他们男男女女,老老少少,唯一的共同点是——
画中所有人的眼睛,都在看着他们。
那不是画师笔下毫无生气的颜料。那些眼睛里有光,有情绪,有……生命。它们随着火光的摇曳而微微转动,每一双眼睛里都充满了贪婪的、饥渴的、近乎实质的恶意。

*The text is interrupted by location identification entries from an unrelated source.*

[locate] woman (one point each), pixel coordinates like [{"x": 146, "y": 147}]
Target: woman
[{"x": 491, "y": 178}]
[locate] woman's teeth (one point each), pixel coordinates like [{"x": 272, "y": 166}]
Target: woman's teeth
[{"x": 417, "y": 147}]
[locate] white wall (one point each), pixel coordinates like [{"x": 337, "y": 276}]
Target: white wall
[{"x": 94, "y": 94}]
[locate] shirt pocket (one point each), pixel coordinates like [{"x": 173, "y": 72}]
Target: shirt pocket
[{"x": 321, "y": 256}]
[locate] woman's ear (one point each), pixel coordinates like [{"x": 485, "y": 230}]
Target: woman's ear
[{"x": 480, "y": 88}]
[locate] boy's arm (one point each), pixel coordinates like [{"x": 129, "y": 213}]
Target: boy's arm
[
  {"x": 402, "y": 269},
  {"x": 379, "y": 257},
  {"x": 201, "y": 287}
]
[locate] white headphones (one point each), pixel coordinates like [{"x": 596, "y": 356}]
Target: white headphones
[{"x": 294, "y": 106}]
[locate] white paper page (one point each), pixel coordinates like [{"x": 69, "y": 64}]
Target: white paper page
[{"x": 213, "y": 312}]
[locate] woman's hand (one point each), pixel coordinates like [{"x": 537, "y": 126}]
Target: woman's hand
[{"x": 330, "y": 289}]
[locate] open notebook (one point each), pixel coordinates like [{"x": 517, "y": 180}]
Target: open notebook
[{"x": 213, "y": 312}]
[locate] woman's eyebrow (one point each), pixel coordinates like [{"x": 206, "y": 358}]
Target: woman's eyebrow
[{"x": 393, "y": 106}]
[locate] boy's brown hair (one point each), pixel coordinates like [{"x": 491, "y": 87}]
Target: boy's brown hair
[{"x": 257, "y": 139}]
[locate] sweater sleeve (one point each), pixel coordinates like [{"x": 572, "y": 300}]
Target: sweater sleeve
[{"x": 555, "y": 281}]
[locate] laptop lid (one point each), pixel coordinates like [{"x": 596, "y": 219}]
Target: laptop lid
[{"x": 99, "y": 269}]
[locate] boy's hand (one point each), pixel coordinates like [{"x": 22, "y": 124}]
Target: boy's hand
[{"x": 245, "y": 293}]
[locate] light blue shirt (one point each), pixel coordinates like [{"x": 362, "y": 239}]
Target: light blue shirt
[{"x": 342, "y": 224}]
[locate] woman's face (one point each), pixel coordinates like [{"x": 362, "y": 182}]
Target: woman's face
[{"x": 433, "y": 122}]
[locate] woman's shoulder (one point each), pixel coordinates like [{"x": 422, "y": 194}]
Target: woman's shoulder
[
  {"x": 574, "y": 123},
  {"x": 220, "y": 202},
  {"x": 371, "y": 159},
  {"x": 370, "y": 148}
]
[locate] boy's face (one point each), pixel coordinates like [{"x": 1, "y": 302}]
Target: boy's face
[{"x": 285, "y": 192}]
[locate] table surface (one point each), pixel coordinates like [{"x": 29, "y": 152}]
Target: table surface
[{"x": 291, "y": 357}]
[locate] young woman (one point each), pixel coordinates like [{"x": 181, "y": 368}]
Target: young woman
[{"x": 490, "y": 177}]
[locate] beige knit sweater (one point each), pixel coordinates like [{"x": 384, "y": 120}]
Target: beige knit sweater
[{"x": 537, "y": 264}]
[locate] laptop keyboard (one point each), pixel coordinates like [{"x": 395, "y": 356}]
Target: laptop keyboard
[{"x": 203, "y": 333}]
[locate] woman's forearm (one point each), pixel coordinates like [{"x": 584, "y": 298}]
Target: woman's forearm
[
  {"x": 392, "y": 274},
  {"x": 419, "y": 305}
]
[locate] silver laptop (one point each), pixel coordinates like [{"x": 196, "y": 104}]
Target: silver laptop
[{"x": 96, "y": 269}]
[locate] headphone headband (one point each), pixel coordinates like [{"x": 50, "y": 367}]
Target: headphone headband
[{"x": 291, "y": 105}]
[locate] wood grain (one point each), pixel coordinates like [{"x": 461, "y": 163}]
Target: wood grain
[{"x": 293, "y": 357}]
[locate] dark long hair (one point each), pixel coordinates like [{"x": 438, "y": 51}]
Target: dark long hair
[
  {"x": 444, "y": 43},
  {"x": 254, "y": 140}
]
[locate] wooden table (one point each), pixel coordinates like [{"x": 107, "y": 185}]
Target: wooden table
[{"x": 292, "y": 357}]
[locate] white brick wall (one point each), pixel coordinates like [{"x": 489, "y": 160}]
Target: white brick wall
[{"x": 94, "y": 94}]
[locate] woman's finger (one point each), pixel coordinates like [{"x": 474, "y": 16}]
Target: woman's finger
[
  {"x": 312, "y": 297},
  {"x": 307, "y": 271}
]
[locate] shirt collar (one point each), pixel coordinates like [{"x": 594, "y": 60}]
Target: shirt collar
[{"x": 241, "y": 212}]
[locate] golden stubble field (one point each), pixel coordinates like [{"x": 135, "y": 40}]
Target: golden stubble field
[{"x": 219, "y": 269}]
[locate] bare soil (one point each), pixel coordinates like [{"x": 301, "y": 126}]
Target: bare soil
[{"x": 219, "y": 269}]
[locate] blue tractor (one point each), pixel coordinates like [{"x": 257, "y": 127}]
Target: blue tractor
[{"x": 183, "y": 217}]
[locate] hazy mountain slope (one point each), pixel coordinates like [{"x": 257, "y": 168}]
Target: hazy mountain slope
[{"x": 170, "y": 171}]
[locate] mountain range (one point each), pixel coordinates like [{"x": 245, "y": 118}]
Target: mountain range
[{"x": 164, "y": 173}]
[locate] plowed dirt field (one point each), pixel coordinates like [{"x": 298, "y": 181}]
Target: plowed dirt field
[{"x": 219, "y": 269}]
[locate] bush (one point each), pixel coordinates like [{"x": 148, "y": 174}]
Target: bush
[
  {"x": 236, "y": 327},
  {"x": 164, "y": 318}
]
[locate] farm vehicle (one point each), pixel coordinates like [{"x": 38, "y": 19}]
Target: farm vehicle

他们不是在看画,他们是在被无数双来自不同时空的眼睛……围观。
火柴的光芒在靡思的指尖熄灭了。
黑暗再次笼罩下来,但这一次,比刚才更加恐怖。因为霍顿知道,就在这片黑暗中,有无数双眼睛,正在一眨不眨地盯着他们。他甚至能感觉到那些视线像冰冷的实体,在他的皮肤上游走。
他全身的血液仿佛都凝固了。作为一个坚定的唯物主义者,他过去二十年建立起来的世界观,在这一刻被彻底碾得粉碎。眼前的景象,已经超出了科学、逻辑,甚至超出了他所能理解的任何一种“疯狂”的范畴。
他感觉自己握着的那只手动了动。
靡思牵着他,向前走了两步。脚下的头发地毯发出“沙沙”的轻响,像是无数亡魂在低语。
“他们是谁?”
霍顿听到自己的声音在颤抖,干涩得像是砂纸在摩擦。他不知道自己为什么要问,或许只是需要一个声音来打破这令人窒息的死寂。
他以为靡思不会回答。
但她停下了脚步,在黑暗中转过头,声音清晰地传入他的耳中。
“他们是观众。”
“……观众?”
“嗯。”靡思的语气平静得像是在陈述一个事实,“每一场仪式,都需要观众。”
“仪式……什么仪式?”
靡思没有直接回答,而是反问道:“你不好奇吗,霍顿?为什么是你?为什么是学者、运动员、傻瓜、荡妇,和处女?”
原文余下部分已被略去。